13. Companies, Partnerships, etc
If a document is to be signed by you on behalf of a company, a partnership, a charity, club or other incorporated body, there are further requirements on which I may have to insist. Please be prepared for these and telephone with any point of difficulty before attending on the appointment.
In each case:
1. Evidence of identity of the authorised signatory.
2. A copy of the current letterhead (showing the registered office if it is a company).
3. A Letter of Authority, Minute, Resolution or Power of Attorney, authorising you to sign the document.
4. In some instances I may have to see a copy of the latest Annual Accounts; the latest Tax Assessment; the latest quarterly VAT Return.
1. Certificate of Incorporation and of any Change of Name.
2. A copy of the Memorandum and Articles of Association.
3. Details of Director(s) and the Company Secretary.
Additionally, partnerships, clubs, etc:
1. A Partnership Agreement; or relevant Trust Deed; or Charter; or Constitution/Rules.
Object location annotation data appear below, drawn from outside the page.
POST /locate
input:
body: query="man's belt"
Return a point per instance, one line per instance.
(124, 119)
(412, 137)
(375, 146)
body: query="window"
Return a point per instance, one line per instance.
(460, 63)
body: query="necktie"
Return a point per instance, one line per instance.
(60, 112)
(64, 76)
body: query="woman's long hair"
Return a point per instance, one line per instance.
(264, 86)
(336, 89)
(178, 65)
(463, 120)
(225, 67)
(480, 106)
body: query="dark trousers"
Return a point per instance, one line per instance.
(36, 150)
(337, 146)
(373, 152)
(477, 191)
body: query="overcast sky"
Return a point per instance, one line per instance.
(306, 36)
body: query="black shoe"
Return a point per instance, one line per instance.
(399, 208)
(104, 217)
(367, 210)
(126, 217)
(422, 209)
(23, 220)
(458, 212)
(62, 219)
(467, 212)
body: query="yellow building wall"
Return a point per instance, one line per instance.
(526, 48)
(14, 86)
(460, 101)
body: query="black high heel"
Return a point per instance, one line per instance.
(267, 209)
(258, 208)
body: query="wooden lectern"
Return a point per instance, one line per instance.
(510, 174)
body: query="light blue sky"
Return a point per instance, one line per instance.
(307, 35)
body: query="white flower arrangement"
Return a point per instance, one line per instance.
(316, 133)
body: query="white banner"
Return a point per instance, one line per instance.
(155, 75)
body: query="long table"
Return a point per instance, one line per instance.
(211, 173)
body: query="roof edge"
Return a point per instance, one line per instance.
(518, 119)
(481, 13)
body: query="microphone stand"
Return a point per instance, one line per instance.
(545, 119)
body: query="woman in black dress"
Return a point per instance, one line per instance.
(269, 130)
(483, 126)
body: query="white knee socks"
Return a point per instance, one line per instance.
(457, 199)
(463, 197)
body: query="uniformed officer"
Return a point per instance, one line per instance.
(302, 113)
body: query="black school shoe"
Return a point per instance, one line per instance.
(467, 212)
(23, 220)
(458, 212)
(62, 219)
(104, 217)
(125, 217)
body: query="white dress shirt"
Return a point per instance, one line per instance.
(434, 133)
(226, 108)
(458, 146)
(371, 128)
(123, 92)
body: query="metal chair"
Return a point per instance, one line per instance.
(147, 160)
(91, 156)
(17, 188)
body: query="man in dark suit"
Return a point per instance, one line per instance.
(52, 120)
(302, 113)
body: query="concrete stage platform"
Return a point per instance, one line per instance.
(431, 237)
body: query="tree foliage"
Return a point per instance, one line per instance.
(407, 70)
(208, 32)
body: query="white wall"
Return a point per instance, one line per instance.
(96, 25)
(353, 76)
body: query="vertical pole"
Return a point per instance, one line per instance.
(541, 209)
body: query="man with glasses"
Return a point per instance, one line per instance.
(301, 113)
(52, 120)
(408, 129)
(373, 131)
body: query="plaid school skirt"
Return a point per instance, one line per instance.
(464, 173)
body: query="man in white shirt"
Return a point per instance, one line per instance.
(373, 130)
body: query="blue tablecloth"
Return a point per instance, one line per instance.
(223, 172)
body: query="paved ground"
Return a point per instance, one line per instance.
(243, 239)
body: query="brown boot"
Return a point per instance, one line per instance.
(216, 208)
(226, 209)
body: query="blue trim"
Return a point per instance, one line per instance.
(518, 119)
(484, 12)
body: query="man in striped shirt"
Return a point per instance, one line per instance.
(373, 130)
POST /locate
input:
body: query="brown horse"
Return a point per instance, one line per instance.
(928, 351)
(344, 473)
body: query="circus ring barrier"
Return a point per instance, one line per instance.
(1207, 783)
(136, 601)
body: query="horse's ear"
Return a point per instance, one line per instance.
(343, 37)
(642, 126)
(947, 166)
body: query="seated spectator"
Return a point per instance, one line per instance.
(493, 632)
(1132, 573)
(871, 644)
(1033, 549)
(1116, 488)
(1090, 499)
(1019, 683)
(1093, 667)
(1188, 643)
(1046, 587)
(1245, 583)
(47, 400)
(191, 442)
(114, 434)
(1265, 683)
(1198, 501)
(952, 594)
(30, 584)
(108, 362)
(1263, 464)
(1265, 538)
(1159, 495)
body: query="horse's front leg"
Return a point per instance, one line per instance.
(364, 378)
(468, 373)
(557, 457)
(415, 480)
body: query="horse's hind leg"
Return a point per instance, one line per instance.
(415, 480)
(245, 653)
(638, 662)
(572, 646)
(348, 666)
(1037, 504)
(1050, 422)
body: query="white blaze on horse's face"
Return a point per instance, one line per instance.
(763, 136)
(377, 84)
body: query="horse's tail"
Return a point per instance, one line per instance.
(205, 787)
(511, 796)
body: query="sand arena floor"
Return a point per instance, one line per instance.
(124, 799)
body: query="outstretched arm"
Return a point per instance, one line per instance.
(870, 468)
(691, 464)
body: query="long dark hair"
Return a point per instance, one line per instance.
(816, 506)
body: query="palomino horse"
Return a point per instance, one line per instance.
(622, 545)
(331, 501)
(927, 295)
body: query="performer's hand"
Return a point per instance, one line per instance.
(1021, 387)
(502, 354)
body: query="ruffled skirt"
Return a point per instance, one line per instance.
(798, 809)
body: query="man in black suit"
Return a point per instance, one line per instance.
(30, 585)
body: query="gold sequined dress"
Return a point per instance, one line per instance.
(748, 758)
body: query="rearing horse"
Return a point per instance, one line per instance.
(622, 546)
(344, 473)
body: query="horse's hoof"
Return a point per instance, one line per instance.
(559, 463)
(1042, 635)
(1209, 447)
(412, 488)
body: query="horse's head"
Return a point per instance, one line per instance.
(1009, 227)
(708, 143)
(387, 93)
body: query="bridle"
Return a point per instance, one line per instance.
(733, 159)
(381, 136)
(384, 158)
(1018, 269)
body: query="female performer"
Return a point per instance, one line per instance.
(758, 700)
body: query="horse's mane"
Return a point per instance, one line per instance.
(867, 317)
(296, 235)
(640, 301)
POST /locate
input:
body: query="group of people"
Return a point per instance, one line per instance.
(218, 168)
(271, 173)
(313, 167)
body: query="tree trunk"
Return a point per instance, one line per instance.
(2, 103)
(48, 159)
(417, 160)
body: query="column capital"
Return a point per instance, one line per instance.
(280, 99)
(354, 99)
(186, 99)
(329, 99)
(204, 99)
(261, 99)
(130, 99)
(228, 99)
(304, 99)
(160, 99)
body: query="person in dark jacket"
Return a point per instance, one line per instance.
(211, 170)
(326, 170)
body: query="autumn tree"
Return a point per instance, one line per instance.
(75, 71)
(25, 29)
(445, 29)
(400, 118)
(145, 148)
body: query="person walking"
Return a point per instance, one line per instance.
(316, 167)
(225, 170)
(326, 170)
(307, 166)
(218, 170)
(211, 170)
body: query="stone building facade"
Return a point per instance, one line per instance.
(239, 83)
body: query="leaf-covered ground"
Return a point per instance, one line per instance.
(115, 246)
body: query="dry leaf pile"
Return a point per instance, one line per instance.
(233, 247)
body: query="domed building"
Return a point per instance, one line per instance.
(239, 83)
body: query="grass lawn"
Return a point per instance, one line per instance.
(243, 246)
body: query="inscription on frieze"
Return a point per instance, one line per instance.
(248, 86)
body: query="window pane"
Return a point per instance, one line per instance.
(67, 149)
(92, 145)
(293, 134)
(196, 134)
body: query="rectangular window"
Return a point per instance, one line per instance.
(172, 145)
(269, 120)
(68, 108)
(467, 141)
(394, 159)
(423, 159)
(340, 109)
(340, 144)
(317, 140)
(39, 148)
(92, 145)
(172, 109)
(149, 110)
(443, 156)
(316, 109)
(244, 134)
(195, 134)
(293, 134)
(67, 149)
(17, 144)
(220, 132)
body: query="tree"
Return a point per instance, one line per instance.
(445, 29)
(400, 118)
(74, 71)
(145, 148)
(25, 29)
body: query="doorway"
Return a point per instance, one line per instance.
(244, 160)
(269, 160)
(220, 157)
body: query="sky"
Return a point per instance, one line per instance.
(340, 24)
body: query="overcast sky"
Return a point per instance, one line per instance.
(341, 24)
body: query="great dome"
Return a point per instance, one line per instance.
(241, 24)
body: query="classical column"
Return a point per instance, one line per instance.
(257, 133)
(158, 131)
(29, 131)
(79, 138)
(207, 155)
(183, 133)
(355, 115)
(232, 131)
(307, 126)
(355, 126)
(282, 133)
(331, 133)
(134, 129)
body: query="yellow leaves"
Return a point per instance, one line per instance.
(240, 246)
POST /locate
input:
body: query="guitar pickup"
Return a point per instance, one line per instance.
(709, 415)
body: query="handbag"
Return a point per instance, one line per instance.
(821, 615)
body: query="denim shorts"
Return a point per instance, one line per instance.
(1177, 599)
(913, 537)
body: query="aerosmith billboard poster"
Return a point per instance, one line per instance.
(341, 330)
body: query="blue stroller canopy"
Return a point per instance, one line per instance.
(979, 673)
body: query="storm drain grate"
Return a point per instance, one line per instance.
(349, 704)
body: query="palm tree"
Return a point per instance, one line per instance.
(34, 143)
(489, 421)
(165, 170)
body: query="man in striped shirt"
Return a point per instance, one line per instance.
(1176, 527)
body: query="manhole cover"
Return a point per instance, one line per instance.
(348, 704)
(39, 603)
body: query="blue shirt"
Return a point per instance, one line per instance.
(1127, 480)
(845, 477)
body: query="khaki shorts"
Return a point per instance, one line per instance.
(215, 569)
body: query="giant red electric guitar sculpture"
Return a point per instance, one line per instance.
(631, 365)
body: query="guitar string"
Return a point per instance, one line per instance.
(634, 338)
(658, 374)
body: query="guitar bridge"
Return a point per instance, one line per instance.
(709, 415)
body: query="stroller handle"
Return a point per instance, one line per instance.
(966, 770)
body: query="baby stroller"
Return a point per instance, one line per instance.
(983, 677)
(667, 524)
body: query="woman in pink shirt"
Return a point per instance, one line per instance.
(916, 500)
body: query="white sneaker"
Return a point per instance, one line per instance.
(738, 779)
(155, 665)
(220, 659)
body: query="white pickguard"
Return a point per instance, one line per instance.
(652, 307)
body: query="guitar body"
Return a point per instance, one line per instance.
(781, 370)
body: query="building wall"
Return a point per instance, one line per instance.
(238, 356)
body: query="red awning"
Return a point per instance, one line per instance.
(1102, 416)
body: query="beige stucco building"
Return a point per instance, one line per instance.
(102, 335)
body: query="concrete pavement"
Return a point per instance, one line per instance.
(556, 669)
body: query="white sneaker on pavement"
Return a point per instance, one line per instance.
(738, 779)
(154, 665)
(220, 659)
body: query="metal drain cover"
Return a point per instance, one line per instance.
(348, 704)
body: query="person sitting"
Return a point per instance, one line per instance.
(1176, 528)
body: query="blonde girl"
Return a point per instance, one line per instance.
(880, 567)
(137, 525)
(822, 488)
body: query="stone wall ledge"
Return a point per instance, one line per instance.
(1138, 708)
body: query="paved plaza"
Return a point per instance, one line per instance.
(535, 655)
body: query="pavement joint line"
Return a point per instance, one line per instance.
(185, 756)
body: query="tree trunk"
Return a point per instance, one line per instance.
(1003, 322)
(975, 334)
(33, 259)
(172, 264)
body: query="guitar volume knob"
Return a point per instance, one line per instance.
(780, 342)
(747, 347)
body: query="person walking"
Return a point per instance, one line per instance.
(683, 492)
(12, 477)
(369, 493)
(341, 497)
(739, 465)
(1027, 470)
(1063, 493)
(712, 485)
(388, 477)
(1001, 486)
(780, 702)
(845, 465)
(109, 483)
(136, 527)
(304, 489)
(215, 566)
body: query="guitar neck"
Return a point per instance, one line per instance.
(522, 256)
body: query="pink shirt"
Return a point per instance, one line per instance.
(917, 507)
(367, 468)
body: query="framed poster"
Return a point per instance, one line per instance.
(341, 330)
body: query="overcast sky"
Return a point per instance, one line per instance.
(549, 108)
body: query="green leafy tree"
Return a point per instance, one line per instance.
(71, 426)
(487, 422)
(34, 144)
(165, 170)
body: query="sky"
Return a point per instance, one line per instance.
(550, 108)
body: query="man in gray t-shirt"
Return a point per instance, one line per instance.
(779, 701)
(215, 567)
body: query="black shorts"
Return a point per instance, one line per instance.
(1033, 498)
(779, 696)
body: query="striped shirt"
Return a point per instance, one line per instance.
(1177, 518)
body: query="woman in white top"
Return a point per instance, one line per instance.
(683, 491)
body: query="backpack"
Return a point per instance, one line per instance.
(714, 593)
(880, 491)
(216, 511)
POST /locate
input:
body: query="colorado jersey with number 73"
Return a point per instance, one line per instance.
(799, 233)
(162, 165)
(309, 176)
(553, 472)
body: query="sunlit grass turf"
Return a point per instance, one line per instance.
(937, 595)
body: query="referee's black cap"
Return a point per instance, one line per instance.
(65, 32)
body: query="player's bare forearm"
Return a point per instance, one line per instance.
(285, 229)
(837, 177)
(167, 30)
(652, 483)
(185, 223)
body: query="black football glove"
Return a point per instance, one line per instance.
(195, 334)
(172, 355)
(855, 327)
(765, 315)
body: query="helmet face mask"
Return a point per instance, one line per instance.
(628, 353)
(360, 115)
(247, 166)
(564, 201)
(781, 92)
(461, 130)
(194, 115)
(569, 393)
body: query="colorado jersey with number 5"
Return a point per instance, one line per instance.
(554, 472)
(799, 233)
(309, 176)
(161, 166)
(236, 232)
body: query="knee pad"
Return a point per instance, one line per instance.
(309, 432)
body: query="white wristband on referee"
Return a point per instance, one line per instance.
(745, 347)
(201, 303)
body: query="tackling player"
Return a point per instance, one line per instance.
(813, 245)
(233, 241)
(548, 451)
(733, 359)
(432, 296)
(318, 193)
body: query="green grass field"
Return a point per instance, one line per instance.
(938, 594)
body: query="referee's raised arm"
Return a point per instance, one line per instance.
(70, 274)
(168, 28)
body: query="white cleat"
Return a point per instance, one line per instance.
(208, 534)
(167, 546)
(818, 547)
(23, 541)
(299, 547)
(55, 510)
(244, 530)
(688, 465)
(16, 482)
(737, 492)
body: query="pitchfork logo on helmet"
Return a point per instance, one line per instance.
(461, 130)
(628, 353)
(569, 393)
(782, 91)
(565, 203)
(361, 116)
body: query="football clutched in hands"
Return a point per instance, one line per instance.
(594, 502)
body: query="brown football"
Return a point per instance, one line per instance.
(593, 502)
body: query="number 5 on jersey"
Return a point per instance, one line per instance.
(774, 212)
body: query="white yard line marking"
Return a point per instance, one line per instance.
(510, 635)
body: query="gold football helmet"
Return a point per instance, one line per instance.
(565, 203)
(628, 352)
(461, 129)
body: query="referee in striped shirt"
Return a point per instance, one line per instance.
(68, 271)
I may have to insist on seeing originals of these documents. If you do show me photocopies, they would have to be certified on behalf of the person holding the originals and who may not be able to release them. The certificate should be in the following form:
I certify that this (with the following ….pages) is a true and complete copy of the original document which is currently held by me.
Full name of signatory:
Who certifies in his/her capacity as:
Signature ……………………………… Date …………………………….
14. And Finally
When I carry out my work for you, I am required to make an entry in a formal register which is kept by me as a permanent record. I will retain a copy of the notarised documentation with that record. I can be required to deal with queries from e.g. foreign lawyers, Land Registries or Embassies to confirm the fact that you saw me and the nature of the identity evidence which you provided, and the details of the document which I notarised.